Hey everyone, hope you’re having an incredible day today. Today, I’m gonna show you how to make a distinctive dish, thai butternut squash soup. It is one of my favorites. This time, I’m gonna make it a little bit unique. This will be really delicious.
Thai butternut squash soup is one of the most popular of recent trending foods on earth. It’s simple, it is quick, it tastes delicious. It is enjoyed by millions daily. Thai butternut squash soup is something that I have loved my entire life. They’re fine and they look fantastic.
Light and creamy, vegan butternut squash soup recipe. This simple butternut bisque is seasoned with Thai red curry paste and swirled with coconut milk. This soup is a blend of origins, too.
To begin with this recipe, we have to prepare a few components. You can have thai butternut squash soup using 10 ingredients and 4 steps. Here is how you cook it.

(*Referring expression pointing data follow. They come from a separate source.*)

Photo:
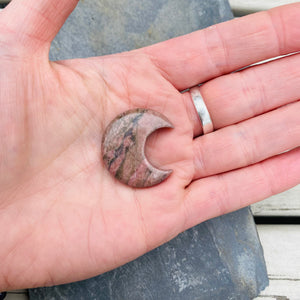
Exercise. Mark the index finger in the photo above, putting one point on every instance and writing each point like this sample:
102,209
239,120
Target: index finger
202,55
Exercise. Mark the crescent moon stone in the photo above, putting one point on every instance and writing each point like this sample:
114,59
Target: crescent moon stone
123,147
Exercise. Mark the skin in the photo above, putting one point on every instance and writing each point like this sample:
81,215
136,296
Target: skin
62,216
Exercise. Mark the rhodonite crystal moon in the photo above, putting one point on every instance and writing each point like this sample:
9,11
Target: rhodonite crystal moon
123,147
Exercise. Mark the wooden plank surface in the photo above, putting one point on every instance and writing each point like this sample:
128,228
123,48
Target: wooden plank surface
281,244
243,7
284,204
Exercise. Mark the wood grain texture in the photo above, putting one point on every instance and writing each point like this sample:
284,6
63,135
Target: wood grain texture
281,244
243,7
284,204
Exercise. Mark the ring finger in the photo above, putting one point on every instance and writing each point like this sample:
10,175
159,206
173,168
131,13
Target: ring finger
242,95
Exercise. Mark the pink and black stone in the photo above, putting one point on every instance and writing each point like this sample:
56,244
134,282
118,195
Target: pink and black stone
123,147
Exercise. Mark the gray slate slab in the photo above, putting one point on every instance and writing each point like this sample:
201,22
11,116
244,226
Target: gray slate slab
218,259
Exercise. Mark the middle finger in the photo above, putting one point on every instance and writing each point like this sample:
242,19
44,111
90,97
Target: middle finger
242,95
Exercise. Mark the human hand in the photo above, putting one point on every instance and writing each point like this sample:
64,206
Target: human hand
62,216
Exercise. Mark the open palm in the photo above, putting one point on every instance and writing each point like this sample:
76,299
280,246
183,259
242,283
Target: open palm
63,217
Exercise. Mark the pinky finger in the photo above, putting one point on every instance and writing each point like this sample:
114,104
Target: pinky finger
220,194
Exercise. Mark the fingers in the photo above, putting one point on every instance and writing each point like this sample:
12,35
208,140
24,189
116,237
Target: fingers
247,143
239,96
36,22
220,194
223,48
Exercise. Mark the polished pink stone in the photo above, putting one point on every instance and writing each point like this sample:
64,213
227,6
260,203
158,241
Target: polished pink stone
123,146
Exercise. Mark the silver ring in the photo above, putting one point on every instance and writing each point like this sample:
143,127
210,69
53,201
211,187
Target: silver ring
202,111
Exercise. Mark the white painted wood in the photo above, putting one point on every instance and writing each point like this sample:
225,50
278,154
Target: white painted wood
284,204
281,244
241,7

The ingredients needed to make Thai butternut squash soup:
- Prepare 2 + tsp salt to taste
- Get 2 + tsp chili pepper flakes to taste
- Get 2-3 tbs. minced garlic
- Make ready 2-3 tbs. garlic chili paste
- Prepare 2 (15 oz) packages cubed/frozen Butternut Squash
- Get 2 tbs. olive or coconut oil
- Get 3 shallots, chopped
- Get 5 scallions, chopped
- Get 1 (32 oz.) Container Vegetable broth
- Take I can light coconut milk
This soup is SUPER easy to make and I even have a slow cooker option for you available in the note section. It's great if you're trying I found the recipe Healing Thai Butternut Squash Lentil Soup because I was looking for something to do with the Coconut Milk my supermarket. Try our butternut squash recipe with the punchy flavours of thai red curry for an easy winter warmer. My eyes immediately landed on the thai butternut soup and I was sold.

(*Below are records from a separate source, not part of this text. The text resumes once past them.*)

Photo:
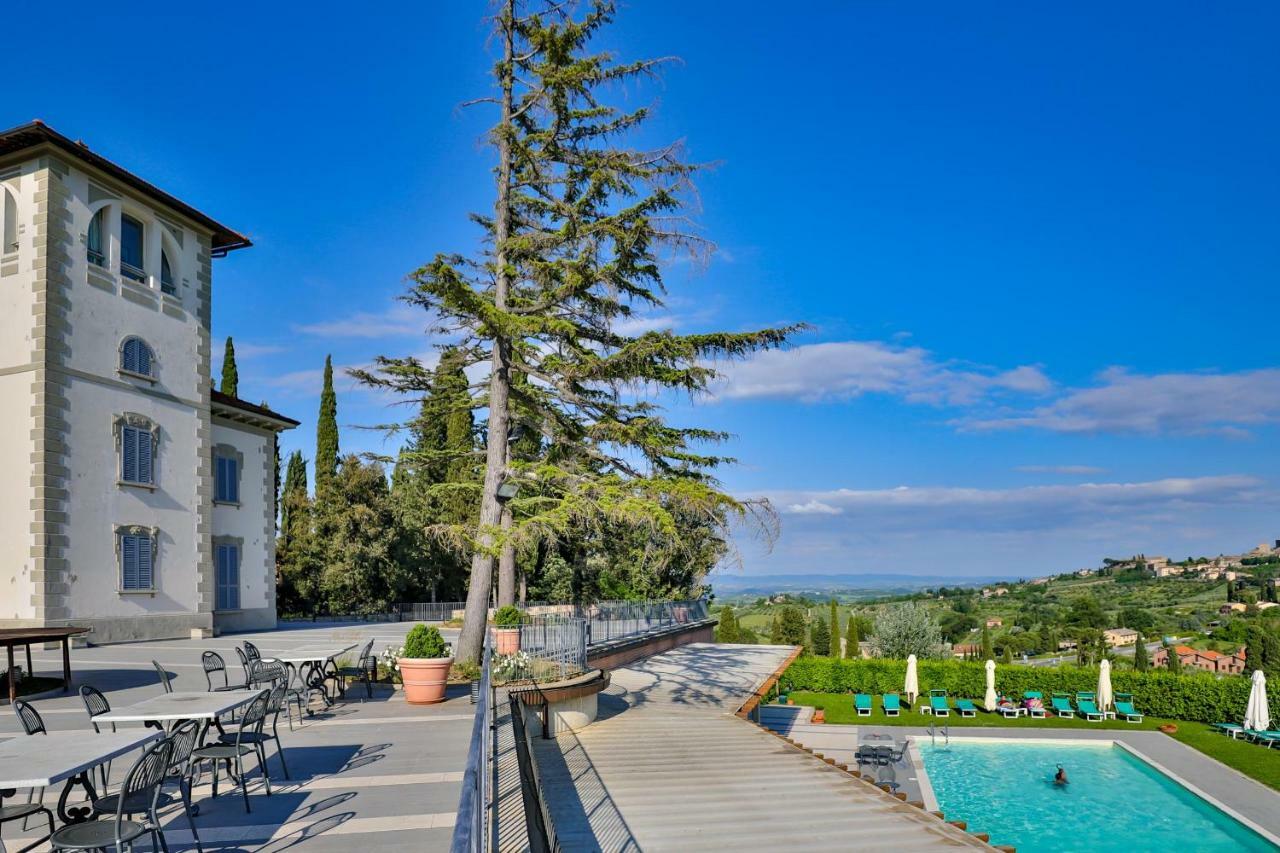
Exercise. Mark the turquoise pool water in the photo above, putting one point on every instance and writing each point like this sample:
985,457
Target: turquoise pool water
1114,801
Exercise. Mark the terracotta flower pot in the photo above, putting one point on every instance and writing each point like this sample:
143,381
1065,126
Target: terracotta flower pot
506,641
424,678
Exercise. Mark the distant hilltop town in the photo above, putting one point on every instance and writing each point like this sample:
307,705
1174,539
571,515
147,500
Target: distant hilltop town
1221,568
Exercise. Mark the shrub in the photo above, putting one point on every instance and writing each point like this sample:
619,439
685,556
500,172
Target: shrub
1201,697
424,642
508,616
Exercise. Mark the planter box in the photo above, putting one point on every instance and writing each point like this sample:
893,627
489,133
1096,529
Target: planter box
424,678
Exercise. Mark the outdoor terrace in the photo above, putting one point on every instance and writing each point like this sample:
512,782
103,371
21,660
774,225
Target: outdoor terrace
365,774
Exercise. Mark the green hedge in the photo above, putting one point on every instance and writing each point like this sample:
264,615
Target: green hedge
1201,696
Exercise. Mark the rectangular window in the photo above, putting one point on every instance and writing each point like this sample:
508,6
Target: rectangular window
131,249
136,561
227,475
136,455
227,561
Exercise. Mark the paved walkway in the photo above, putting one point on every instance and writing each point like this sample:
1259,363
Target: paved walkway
1208,778
366,774
668,767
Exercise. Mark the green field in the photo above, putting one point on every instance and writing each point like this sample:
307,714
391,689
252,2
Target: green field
1252,760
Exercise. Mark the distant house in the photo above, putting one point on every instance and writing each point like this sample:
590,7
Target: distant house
1206,660
1120,637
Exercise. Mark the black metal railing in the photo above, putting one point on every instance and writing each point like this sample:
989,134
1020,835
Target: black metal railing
471,829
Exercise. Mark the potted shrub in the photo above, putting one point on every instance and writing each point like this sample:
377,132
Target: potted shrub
506,633
424,665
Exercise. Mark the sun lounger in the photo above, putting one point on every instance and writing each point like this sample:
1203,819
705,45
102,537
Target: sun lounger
1124,707
1063,706
1089,710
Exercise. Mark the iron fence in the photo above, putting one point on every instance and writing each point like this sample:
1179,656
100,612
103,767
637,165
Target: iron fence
613,620
471,828
551,648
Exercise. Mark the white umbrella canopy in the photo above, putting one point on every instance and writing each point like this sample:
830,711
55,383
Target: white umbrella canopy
991,698
1105,696
1257,716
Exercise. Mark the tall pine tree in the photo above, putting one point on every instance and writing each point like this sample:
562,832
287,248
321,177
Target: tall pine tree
579,229
231,375
327,432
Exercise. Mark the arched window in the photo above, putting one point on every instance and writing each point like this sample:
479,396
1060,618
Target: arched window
95,247
132,233
167,274
136,357
9,237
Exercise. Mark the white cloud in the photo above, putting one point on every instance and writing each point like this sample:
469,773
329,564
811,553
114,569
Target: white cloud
849,369
1226,404
1073,470
398,320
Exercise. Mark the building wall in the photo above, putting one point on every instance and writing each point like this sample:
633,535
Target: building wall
251,524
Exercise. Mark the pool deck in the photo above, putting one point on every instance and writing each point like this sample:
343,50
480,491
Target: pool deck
668,767
366,774
1251,802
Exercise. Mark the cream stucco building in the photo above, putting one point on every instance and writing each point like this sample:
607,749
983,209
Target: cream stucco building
136,500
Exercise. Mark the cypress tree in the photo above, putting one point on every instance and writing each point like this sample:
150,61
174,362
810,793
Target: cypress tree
327,430
231,375
851,639
574,246
1141,660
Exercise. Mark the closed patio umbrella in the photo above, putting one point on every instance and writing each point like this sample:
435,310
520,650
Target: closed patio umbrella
1105,696
1257,716
912,687
991,698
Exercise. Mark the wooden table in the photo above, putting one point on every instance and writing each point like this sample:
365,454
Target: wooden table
45,760
10,637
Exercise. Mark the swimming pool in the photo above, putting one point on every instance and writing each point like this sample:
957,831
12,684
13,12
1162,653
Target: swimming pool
1114,801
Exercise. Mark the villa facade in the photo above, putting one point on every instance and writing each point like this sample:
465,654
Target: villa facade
137,501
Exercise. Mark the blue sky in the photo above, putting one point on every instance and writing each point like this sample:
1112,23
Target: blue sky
1037,247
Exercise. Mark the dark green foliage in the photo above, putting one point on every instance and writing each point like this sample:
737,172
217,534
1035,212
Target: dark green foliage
851,639
355,542
819,637
789,628
508,616
424,642
231,375
727,630
327,432
1200,697
835,630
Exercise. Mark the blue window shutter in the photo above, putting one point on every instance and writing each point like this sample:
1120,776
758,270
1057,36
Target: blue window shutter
129,562
129,455
145,555
144,439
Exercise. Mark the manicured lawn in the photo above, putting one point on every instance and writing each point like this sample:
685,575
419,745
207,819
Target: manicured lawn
1249,758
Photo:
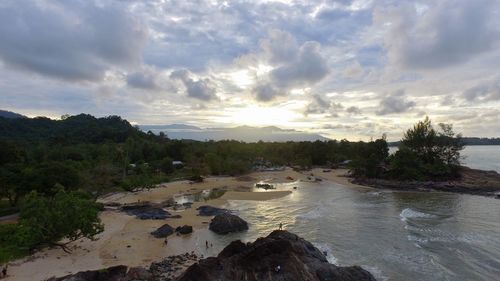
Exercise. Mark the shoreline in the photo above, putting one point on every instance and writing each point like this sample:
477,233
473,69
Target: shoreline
124,234
471,182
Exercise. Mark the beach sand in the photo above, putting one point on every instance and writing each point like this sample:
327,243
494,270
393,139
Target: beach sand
126,240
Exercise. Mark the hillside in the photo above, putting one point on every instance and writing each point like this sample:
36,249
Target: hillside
82,128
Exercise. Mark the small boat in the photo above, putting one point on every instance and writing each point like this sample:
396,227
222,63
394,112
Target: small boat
264,185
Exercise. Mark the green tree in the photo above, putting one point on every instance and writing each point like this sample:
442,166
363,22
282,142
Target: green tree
426,153
68,215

Steps to make Thai butternut squash soup:
- In Dutch oven add olive oil, shallots, green onions (reserve one for garnish), garlic. Sauté about 8 minutes until tender. Add two pkgs of butternut squash and sauté additional 10 minutes with lid on.
- Remove lid, stir. Add chili flakes, salt, seasonings. Sauté about 5 minutes. Add broth. Stir until combined. Simmer 15 min until squash is completely tender.
- Remove from heat. Using a hand blender, purée the soup very carefully in the pot. If you do not have a hand blender, use a vitamix style blender ladeling the hot soup into blender at 50% capacity of blender size. Then pouring back into a warming pot once blended. (I highly recommend owning a hand blender to purée soups).
- Once soup is puréed, open coconut milk and carefully pour into a small mixing bowl. Wisk until blended. Pour 3/4 of the total can of coconut milk into the soup, lightly stirring to blend, reserving remaining 1/4 of the coconut milk as a swirled garnish for each bowl. I also garnished with chopped green onion and extra chili flakes. Or you could use chives, cilantro or lemongrass.
And it was like ten freaking dollars. This thai butternut squash soup is packed with all the warm flavors and make you feel cozy on a cold nights. With the temperatures set to go down in Vegan & gluten-free Thai Butternut Squash Soup made in the Instant Pot! This soup is packed with all the warm fall flavors. Serve with a side of rustic.
So that is going to wrap this up for this exceptional food thai butternut squash soup recipe. Thanks so much for reading. I am confident that you can make this at home. There is gonna be more interesting food at home recipes coming up. Don’t forget to save this page on your browser, and share it to your family, friends and colleague. Thank you for reading. Go on get cooking!